Re: mmJSON (CIF-JSON-like format from PDBj)

  Subject: Re: mmJSON (CIF-JSON-like format from PDBj)
  From: James Hester <jamesrhester@xxxxxxxxx>
  Date: Thu, 29 Jun 2017 13:05:01 +1000
It is interesting to see the different choices made here.  As far as I can tell (I couldn't find any formal spec) the values for each data name are put into an array, which are then attached to a data names in an associative array (much like CIF-JSON). The key difference is that these per-loop associative arrays are then attached to category names in a higher-level associative array.
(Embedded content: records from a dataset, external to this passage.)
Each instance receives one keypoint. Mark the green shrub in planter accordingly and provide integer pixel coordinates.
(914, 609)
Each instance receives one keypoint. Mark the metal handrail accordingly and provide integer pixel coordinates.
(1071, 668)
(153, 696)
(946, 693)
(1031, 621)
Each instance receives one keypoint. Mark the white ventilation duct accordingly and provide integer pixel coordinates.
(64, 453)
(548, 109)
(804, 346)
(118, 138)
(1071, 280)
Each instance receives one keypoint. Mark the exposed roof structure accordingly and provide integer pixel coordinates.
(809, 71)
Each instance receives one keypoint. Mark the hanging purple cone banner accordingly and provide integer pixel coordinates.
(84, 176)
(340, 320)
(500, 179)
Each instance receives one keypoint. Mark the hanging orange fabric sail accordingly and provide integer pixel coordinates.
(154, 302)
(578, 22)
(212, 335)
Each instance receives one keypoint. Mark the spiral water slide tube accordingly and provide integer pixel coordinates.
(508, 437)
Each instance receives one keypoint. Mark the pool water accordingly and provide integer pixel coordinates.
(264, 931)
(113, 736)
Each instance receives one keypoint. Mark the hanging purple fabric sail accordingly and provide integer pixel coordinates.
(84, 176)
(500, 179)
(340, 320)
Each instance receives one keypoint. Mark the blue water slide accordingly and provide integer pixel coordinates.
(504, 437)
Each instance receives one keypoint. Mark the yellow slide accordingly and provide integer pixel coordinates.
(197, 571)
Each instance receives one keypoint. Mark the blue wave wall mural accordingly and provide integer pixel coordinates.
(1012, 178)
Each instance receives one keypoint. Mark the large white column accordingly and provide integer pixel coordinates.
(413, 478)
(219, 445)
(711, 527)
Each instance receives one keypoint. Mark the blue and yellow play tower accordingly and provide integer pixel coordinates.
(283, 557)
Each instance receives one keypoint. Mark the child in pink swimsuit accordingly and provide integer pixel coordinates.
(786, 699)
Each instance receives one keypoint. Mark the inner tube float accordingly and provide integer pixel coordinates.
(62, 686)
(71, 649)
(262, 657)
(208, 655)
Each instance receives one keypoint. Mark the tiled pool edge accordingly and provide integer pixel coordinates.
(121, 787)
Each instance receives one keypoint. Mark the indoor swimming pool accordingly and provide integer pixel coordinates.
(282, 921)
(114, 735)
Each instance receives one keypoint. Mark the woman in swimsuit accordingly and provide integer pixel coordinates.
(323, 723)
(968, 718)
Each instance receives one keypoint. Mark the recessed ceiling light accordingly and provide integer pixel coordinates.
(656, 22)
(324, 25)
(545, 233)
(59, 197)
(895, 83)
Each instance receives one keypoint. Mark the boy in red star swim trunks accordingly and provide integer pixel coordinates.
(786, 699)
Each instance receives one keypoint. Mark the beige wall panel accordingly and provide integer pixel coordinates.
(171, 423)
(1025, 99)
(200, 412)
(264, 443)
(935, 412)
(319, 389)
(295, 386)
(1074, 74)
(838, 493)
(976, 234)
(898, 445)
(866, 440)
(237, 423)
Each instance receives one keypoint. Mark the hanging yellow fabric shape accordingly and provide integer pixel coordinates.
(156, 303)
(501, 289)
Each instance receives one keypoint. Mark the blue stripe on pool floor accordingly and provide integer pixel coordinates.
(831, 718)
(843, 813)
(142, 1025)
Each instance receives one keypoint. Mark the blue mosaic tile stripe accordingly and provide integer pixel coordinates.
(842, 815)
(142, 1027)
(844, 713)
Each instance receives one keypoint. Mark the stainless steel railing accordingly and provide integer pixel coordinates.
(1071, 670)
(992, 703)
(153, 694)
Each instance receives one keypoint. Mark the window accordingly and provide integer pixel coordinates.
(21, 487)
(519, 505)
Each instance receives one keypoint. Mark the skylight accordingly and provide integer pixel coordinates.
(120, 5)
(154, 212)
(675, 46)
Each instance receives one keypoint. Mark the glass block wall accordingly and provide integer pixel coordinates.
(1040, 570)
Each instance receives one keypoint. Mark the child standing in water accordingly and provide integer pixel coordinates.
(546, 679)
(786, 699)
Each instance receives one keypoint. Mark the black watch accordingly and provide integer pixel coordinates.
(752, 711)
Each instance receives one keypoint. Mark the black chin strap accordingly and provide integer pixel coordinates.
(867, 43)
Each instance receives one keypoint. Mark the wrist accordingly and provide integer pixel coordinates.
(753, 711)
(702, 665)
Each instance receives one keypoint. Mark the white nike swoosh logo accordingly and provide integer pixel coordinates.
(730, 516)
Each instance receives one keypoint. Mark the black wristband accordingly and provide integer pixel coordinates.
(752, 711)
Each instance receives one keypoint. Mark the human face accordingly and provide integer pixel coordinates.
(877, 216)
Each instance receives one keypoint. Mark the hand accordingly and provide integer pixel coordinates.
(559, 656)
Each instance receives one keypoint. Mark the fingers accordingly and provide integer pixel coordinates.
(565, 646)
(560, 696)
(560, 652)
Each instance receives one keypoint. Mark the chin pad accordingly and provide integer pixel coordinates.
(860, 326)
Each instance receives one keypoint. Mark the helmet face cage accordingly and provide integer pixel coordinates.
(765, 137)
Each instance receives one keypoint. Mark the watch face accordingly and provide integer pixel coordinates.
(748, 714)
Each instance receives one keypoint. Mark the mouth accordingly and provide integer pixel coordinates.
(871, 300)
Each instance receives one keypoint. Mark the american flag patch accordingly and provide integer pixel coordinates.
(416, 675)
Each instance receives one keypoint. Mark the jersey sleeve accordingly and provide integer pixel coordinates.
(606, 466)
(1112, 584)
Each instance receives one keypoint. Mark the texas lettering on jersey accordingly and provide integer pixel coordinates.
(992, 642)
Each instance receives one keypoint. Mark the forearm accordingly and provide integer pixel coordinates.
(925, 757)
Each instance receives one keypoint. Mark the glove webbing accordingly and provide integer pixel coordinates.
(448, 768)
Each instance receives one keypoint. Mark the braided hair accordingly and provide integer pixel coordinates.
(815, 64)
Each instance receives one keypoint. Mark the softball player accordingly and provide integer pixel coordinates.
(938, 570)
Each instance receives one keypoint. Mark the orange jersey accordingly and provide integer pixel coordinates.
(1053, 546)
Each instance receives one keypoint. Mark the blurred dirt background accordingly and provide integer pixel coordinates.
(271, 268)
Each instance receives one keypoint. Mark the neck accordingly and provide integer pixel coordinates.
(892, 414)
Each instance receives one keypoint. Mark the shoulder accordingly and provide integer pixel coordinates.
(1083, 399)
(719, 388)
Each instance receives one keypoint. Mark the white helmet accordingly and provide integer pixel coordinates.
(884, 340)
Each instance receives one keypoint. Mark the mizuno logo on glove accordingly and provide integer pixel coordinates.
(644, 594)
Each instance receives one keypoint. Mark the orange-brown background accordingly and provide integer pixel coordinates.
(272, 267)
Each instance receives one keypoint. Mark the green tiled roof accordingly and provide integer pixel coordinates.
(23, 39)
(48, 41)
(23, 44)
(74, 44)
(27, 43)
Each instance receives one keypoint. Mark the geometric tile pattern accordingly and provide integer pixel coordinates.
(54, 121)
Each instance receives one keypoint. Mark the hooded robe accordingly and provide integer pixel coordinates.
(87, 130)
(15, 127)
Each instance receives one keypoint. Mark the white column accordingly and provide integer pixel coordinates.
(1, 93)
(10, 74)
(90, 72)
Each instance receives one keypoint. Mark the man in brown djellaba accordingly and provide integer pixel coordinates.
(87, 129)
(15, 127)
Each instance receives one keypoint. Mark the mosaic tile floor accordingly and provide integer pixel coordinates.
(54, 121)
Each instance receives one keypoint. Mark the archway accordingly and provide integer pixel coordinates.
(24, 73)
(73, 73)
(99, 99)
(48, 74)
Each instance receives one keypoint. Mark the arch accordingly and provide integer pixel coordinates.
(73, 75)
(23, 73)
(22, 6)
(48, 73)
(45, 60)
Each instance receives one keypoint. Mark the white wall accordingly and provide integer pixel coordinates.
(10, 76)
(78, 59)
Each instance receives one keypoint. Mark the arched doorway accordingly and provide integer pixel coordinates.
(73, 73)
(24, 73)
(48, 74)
The github site for this project (https://github.com/gjbekker/cif-parsers) has an example:
  "data_PDBID": {
    "pdbx_category1": {
      "field1": [1, 2, 3, 4],
      "field2": ["one", "two", "three", "four"],
      "field3": [1.0, 2.0, 3.0, 4.0]
    "pdbx_category2": {
      "field1": [1, 2],
      "field2": ["one", "two"],
      "field3": [1.0, 2.0]
    "pdbx_category3": {
      "field1": [1],
      "field2": ["one"],
      "field3": [1.0]

What is also interesting is that the parser that produces this (found at the above website) appears
to optionally use the pdbx/mmCIF dictionary (in json form) and apply all the type information found

there to produce the correctly-typed arrays that appear in the above example. As far as I know
the wwPDB enforces a strict use of quotes to surround any non-numerical value so such

double-checking is not strictly required.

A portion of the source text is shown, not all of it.